90.5(h) x 77.5(w) cms

Framed Dimensions:

104.5(h) x 92(w) cms


Signed and dated lower right: 'T Vanderwilt. 1699'


Thomas van der Wilt was the son of a draper, Willem, in the village of Pershil, near Korendijk. His mother was Emmerentie van der Staf. He began his career as a pupil of Jan Verkolje (1650 - 1693). He lived and worked in Delft and his masterpiece, 'The Anatomy Lesson of Abraham Cornelisz. van Bleyswijck with a Self Portrait' is in the Museum Het Prinsenhof, Delft (inv/ PDS277). Like his master, most of his works are on a small scale and are always executed with the utmost care and diligence. His sense of draughtsmanship is excellent and in his own time his work became much sought after. At times some of his portraits resembled the work of Eglon van der Neer and, some of his group portraits and genre scenes on dark backgrounds, for a time, recalled the works of Casper Netscher and Adriaen van der Werff.

In this picture van der Wilt transfers the traditional components of Dutch interior painting into an outdoor setting. The composition appears to be based on a smaller work by his teacher Jan Verkolje, Lute Player and Boy with Dog, c. 1673-5 (Cincinnati Art Museum, Accession No: 1946.97). The composition is likely a precursor to van der Wilt’s later work Family Portrait Group in a Classical Setting dated 1708 (sold at Pandolfini Casa d’Aste, 15 May 2018, lot 37). While the Verkolje work represents a scene of relaxed domesticity, the two pictures by van der Wilt are more ambiguous in their iconography, though they appear to hint at themes of virtue and vice.

In the present picture a baroque Italianate garden is populated by two figures in lavish clothes. On the left a boy kneels to hold a small spaniel by the paws, apparently teaching it to walk on its hind legs. Across from him and seated on a chair is a woman dressed in a luxuriant flowing dress. She looks out at the viewer while strumming on a lute, a feathered hat atop her head and a Scarlet Macaw watching her. Between the two figures a large stone with a Bacchic scene of debauchery carved around it. On the far right a statue of Virtue appears to look on in dismay.

Perhaps van der Wilt's message is less an allegory on the danger of vice, and is instead a more ambiguous meditation on the ignorance of the virtuous. In the Dutch Republic music and musicians were often associated with loose morals. The woman’s voluptuous clothes might indicate that she is prone to vice, her gaze suggestive, the lute linked to feminine sexuality. While dogs symbolise fidelity, the uncaged parrot might stand in for vanity, frippery, and over-stimulation of the senses. As the woman gazes knowingly at the viewer the boy teaches the spaniel to be obedient. However, he completely fails to notice the woman’s gaze, while the statue of Virtue is similarly powerless to halt the lascivious parade on the urn.
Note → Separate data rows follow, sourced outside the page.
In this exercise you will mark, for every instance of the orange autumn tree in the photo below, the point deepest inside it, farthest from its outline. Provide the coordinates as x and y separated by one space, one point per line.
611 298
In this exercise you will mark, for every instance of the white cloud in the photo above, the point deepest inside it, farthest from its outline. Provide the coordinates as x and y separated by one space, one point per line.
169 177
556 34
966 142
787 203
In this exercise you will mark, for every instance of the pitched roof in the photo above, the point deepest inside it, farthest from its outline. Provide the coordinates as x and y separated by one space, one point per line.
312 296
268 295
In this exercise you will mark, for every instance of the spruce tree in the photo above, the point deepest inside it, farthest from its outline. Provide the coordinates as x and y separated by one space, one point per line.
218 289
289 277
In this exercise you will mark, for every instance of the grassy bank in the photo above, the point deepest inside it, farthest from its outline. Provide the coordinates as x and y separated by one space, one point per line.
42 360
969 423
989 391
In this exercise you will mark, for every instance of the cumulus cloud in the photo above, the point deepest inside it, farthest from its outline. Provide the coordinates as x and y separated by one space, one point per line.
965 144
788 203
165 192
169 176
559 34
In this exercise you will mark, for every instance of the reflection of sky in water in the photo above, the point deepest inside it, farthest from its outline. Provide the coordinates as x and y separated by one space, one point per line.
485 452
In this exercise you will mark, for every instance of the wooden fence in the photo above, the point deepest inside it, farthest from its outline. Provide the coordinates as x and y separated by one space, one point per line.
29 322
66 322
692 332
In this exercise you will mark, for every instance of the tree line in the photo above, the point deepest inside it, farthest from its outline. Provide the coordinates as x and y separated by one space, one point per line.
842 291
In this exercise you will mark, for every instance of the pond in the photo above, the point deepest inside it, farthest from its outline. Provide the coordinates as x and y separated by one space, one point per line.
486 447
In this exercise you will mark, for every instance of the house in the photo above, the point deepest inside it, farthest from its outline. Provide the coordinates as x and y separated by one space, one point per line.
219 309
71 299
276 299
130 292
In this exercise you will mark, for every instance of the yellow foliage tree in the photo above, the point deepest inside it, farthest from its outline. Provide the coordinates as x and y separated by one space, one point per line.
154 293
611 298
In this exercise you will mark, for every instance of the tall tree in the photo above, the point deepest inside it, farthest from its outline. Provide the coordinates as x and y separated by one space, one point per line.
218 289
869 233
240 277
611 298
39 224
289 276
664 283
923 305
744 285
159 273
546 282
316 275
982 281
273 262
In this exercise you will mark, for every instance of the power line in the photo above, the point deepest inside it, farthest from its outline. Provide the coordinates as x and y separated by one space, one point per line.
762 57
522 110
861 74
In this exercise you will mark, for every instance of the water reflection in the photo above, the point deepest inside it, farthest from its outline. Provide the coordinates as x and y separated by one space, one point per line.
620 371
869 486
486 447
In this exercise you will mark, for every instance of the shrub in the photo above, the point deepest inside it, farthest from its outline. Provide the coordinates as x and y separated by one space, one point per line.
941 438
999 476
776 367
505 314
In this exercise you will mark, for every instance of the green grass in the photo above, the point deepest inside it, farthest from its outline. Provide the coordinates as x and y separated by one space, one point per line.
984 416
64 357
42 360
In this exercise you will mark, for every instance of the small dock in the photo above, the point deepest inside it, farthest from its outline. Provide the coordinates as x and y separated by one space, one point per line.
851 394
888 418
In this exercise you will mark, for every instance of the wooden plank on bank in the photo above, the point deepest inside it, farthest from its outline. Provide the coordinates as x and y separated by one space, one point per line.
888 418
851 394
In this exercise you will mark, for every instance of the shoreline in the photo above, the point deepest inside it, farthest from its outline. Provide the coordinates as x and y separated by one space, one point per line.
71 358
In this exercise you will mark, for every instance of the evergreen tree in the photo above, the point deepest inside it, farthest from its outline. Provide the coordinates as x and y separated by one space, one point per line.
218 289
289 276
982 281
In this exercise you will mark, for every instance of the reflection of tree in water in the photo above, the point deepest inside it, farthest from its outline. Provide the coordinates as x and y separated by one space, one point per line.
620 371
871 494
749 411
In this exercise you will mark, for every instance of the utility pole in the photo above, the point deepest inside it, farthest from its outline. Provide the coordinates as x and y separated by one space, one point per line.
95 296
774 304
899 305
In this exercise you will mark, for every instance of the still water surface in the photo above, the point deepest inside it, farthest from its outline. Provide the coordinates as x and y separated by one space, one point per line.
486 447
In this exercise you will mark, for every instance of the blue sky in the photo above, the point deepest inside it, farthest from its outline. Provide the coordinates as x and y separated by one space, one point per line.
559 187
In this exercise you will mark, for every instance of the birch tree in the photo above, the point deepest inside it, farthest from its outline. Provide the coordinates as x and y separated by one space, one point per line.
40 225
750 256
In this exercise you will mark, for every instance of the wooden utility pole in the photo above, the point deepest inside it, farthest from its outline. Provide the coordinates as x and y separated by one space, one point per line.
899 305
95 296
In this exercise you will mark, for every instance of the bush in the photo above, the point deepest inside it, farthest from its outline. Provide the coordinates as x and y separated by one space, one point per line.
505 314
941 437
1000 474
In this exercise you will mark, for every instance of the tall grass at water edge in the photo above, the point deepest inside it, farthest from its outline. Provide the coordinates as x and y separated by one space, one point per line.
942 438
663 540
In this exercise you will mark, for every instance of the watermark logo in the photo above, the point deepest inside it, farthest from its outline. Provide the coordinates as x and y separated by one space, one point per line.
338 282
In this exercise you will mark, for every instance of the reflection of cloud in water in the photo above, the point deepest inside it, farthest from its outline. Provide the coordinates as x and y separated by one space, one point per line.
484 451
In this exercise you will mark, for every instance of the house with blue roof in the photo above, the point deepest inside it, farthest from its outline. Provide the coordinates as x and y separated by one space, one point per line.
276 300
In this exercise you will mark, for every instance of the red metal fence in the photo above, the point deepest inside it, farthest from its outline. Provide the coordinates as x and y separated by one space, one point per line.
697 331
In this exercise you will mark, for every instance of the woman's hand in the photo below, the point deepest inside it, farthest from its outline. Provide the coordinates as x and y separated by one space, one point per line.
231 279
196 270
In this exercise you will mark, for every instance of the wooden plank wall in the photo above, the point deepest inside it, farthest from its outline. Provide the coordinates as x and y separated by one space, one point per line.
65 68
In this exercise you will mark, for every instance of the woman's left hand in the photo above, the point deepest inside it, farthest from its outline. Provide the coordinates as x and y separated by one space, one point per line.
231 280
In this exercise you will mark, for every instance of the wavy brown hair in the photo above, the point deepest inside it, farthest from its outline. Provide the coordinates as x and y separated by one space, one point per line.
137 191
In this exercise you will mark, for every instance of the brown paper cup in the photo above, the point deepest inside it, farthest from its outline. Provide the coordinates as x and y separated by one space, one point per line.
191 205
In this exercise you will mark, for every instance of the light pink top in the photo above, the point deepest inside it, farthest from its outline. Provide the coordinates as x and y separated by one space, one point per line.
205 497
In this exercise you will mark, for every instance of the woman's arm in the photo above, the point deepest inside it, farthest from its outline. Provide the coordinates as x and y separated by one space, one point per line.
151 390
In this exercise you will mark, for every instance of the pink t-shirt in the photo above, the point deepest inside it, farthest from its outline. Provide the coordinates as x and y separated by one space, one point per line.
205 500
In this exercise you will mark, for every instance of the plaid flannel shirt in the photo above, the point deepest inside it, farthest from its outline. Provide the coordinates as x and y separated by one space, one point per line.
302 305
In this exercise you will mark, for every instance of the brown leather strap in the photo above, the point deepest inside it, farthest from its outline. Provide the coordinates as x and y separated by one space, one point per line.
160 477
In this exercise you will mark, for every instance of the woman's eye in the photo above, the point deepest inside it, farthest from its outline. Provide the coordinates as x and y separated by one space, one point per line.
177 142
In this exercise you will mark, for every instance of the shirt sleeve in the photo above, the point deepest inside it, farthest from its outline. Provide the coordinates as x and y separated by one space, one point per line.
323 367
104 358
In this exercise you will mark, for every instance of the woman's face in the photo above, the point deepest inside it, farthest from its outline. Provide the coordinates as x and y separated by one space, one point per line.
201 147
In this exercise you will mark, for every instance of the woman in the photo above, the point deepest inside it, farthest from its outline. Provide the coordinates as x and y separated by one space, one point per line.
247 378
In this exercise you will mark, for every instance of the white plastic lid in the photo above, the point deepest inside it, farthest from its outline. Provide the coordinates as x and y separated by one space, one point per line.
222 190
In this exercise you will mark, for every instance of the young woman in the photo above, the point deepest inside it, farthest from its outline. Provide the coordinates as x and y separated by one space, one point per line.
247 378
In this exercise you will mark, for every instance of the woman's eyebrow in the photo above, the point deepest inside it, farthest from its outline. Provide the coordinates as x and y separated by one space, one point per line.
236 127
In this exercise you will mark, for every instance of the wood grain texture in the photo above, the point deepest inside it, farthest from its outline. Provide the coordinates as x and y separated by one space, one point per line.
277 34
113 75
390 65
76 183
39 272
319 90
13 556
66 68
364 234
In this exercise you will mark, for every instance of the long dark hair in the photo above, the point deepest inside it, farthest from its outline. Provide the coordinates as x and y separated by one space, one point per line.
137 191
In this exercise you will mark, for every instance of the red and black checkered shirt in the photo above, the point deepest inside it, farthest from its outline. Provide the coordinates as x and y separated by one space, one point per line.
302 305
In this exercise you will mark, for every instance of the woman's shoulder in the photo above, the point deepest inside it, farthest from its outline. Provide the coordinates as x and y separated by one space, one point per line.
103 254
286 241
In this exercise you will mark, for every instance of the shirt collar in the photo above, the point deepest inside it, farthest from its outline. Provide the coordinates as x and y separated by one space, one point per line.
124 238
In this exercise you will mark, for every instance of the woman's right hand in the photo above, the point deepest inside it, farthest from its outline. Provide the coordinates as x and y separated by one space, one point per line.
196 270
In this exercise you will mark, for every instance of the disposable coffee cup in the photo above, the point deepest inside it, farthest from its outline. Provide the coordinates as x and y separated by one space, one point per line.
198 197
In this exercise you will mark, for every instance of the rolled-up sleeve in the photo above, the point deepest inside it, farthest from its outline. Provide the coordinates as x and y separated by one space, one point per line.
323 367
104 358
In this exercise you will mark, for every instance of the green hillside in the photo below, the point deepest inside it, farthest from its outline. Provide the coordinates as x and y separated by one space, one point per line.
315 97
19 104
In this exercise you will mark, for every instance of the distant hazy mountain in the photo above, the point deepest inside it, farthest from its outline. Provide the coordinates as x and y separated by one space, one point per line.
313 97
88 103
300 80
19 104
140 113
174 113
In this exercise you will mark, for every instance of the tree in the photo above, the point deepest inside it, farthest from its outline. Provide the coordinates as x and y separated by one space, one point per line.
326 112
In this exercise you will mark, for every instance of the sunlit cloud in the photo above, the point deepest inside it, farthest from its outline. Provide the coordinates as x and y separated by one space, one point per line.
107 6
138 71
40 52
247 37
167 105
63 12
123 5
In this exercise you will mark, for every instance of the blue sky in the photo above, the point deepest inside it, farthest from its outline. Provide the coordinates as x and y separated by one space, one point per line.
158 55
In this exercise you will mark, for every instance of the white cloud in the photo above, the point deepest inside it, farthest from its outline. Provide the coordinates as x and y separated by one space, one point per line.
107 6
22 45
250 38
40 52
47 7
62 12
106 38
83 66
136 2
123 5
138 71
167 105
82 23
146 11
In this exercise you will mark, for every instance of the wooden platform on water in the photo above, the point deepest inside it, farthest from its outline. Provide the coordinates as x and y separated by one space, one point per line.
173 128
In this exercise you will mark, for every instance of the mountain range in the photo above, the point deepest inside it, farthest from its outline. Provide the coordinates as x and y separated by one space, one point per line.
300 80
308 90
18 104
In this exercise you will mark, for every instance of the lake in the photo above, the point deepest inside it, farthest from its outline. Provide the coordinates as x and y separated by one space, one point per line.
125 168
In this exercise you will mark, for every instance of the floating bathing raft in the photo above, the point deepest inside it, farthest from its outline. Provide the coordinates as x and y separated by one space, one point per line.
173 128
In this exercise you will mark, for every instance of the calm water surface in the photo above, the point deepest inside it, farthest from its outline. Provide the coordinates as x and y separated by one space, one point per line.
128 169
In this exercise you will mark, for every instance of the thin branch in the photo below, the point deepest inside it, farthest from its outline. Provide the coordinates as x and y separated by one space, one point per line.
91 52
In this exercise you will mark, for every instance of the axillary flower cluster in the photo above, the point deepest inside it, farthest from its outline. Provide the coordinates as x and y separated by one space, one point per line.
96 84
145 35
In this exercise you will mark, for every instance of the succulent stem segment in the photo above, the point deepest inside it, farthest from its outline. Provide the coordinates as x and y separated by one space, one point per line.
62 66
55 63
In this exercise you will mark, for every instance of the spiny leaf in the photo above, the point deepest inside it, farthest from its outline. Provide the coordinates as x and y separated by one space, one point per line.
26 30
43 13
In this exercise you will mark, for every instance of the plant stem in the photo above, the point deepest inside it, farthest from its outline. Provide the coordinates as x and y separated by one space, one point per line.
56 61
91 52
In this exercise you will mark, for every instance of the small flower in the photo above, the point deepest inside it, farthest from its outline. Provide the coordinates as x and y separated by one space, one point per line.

Another quite different interpretation of the painting is that it is an allegory of learning. Dogs and parrots were used in Dutch educational literature as metaphors for the love of learning. The boy teaches the dog and the woman learns to play the lute in an immaculate garden inspired by the vaunted Roman civilisation.


Antikkompaniet, Stockholm,
The collection of Anita Dellborg (1929-2022), Gothenburg,
By family descent to the previous owner.